10/01 Bundes-Verfassungsgesetz (B-VG)
10/07 Verwaltungsgerichtshof
40/01 Verwaltungsverfahren
90/01 Straßenverkehrsordnung

Norm

AVG §52
B-VG Art133 Abs4
StVO 1960 §5 Abs2
StVO 1960 §99 Abs1 litb
VwGG §34 Abs1

Betreff

Der Verwaltungsgerichtshof hat durch den Vorsitzenden Senatspräsident Dr. Beck sowie den Hofrat Mag. Dr. Köller und die Hofrätin Mag. Dr. Maurer-Kober als Richter, unter Mitwirkung des Schriftführers Mag. Friedwagner, über die Revision des S S in L, vertreten durch Mag. David Rosenberger, Rechtsanwalt in 6850 Dornbirn, Marktstraße 8, gegen das Erkenntnis des Landesverwaltungsgerichts Vorarlberg vom 17. April 2019, Zl. LVwG- 1-148/2019-R17, betreffend Übertretung der StVO (Partei gemäß § 21 Abs. 1 Z 2 VwGG: Bezirkshauptmannschaft Dornbirn), den Beschluss gefasst:

Spruch

Die Revision wird zurückgewiesen.

Begründung

1 Mit dem im Beschwerdeverfahren ergangenen Erkenntnis des Landesverwaltungsgerichts Vorarlberg (im Folgenden: Verwaltungsgericht) wurde dem Revisionswerber zur Last gelegt, er habe sich als Lenker eines bestimmten Fahrzeuges zu einem konkreten Zeitpunkt an einem näher angeführten Ort nach Aufforderung eines besonders geschulten Organes der Bundespolizei geweigert, seine Atemluft auf Alkoholgehalt untersuchen zu lassen, wobei vermutet habe werden können, dass er zum angeführten Zeitpunkt am angeführten Ort das angeführte Fahrzeug in einem vermutlich durch Alkohol beeinträchtigten Zustand gelenkt habe. Wegen der damit begangenen Übertretung des § 5 Abs. 2 StVO wurde über den Revisionswerber gemäß § 99 Abs. 1 lit. b StVO eine Geldstrafe in der Höhe von EUR 2.260,-- (Ersatzfreiheitsstrafe: 386 Stunden) verhängt. Gleichzeitig sprach das Verwaltungsgericht aus, dass die Revision nicht zulässig sei.
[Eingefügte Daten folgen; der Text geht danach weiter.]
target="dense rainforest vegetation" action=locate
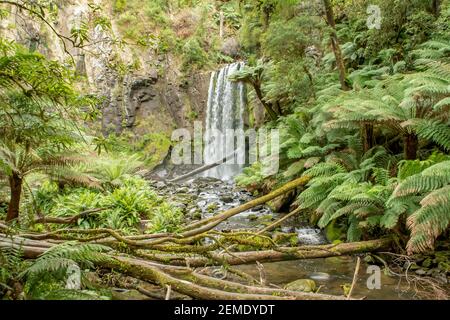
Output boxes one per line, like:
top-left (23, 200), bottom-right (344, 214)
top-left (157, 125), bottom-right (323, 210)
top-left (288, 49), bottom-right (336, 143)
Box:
top-left (0, 0), bottom-right (450, 299)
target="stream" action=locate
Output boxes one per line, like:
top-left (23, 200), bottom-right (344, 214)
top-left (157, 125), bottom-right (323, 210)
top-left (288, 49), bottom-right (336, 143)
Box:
top-left (153, 177), bottom-right (424, 300)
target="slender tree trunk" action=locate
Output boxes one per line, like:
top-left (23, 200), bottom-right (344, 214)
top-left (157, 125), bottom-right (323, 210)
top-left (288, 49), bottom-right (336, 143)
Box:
top-left (323, 0), bottom-right (350, 91)
top-left (6, 173), bottom-right (23, 221)
top-left (362, 123), bottom-right (374, 153)
top-left (432, 0), bottom-right (441, 16)
top-left (219, 11), bottom-right (225, 39)
top-left (404, 133), bottom-right (419, 160)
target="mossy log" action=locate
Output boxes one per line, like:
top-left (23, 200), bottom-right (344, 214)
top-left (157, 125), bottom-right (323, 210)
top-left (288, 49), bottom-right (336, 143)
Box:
top-left (181, 176), bottom-right (311, 237)
top-left (139, 238), bottom-right (392, 267)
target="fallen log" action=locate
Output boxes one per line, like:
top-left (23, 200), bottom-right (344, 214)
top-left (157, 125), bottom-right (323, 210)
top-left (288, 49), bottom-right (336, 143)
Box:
top-left (0, 232), bottom-right (352, 300)
top-left (138, 238), bottom-right (392, 267)
top-left (181, 176), bottom-right (311, 237)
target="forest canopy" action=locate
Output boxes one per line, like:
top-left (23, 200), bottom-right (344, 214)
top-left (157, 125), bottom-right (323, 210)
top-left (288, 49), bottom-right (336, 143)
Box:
top-left (0, 0), bottom-right (450, 299)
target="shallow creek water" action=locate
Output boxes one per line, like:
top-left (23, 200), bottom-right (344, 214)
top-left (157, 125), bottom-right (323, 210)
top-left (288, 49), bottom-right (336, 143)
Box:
top-left (160, 178), bottom-right (428, 299)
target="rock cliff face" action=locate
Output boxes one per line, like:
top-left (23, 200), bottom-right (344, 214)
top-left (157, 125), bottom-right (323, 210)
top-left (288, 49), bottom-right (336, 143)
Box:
top-left (0, 0), bottom-right (209, 136)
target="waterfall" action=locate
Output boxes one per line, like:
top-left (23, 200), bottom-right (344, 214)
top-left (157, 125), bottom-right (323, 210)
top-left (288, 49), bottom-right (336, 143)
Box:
top-left (203, 62), bottom-right (246, 180)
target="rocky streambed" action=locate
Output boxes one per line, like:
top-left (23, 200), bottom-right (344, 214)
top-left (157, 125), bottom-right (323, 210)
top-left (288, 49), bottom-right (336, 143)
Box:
top-left (146, 178), bottom-right (444, 300)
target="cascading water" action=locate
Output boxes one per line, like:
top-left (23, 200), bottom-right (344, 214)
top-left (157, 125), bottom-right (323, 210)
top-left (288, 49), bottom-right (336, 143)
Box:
top-left (203, 62), bottom-right (246, 181)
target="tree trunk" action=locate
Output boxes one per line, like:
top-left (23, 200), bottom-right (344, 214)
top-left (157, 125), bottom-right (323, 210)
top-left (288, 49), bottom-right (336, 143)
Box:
top-left (6, 172), bottom-right (23, 221)
top-left (219, 11), bottom-right (225, 40)
top-left (323, 0), bottom-right (350, 91)
top-left (362, 124), bottom-right (374, 153)
top-left (404, 133), bottom-right (419, 160)
top-left (432, 0), bottom-right (441, 17)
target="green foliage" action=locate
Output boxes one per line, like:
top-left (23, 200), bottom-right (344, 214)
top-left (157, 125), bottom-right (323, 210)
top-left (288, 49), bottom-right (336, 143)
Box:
top-left (21, 242), bottom-right (111, 300)
top-left (35, 174), bottom-right (182, 233)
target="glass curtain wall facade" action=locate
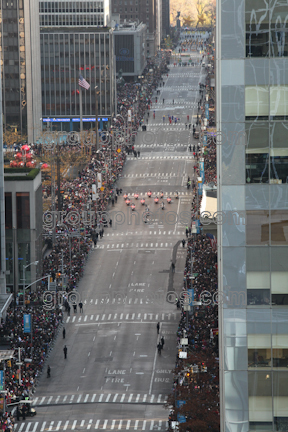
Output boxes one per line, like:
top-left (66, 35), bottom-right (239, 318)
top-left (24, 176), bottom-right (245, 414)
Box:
top-left (216, 0), bottom-right (288, 432)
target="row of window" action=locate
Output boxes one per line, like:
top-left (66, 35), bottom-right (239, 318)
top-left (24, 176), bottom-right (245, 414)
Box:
top-left (245, 0), bottom-right (288, 58)
top-left (39, 1), bottom-right (103, 13)
top-left (40, 14), bottom-right (104, 27)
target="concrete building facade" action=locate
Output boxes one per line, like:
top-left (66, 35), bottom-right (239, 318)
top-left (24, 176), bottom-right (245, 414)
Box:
top-left (216, 0), bottom-right (288, 432)
top-left (40, 1), bottom-right (115, 132)
top-left (113, 23), bottom-right (147, 80)
top-left (0, 0), bottom-right (42, 142)
top-left (112, 0), bottom-right (160, 58)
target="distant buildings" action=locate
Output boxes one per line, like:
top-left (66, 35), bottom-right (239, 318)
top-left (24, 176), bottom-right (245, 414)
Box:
top-left (112, 0), bottom-right (162, 58)
top-left (40, 0), bottom-right (115, 132)
top-left (0, 0), bottom-right (42, 142)
top-left (113, 23), bottom-right (146, 81)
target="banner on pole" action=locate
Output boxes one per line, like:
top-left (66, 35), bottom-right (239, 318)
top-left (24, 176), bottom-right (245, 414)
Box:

2 Das Verwaltungsgericht stellte nach durchgeführter Verhandlung fest, der Revisionswerber habe zu einem näher genannten Zeitpunkt an einem konkret genannten Ort ein näher bezeichnetes Kraftfahrzeug gelenkt und sei von Polizeibeamten zur Durchführung eines "Alkovortests" aufgefordert worden, welcher ein Ergebnis von 0,69 mg/l (Alkoholgehalt der Atemluft) ergeben habe. Aufgrund des positiven Ergebnisses des Vortests sei der Revisionswerber zur Durchführung eines Alkomattests aufgefordert worden. Der Polizeibeamte habe dem Revisionswerber erklärt, dass eine Wartezeit von 15 Minuten einzuhalten sei und er in dieser Wartezeit nichts essen, nichts trinken, nichts rauchen, keinen Kaugummi kauen und kein Bonbon zu sich nehmen dürfe, ansonsten stelle dies eine Verweigerung des Alkoholtestes dar. Der Revisionswerber habe bestätigt, die Belehrung verstanden zu haben. Der Polizeibeamte habe dem Revisionswerber gestattet, die Wartezeit in seinem Fahrzeug zu verbringen. Der Revisionswerber habe sich daraufhin auf den Fahrersitz seines Fahrzeuges gesetzt. Kurze Zeit später habe er nach einer neben dem Fahrersitz befindlichen Plastikflasche, in welcher sich Wasser befunden habe, gegriffen, habe die Plastikflasche zu seinem Mund geführt, diese gekippt und einen bis zwei Schluck Wasser aus der Plastikflasche getrunken. Aufgrund dessen sei in der Folge kein Alkomattest durchgeführt worden. Der Revisionswerber habe - nachdem ihm die Polizeibeamten erklärt hätten, dass sein Verhalten eine Verweigerung sei - mehrfach gebeten, den Test doch noch durchführen zu dürfen.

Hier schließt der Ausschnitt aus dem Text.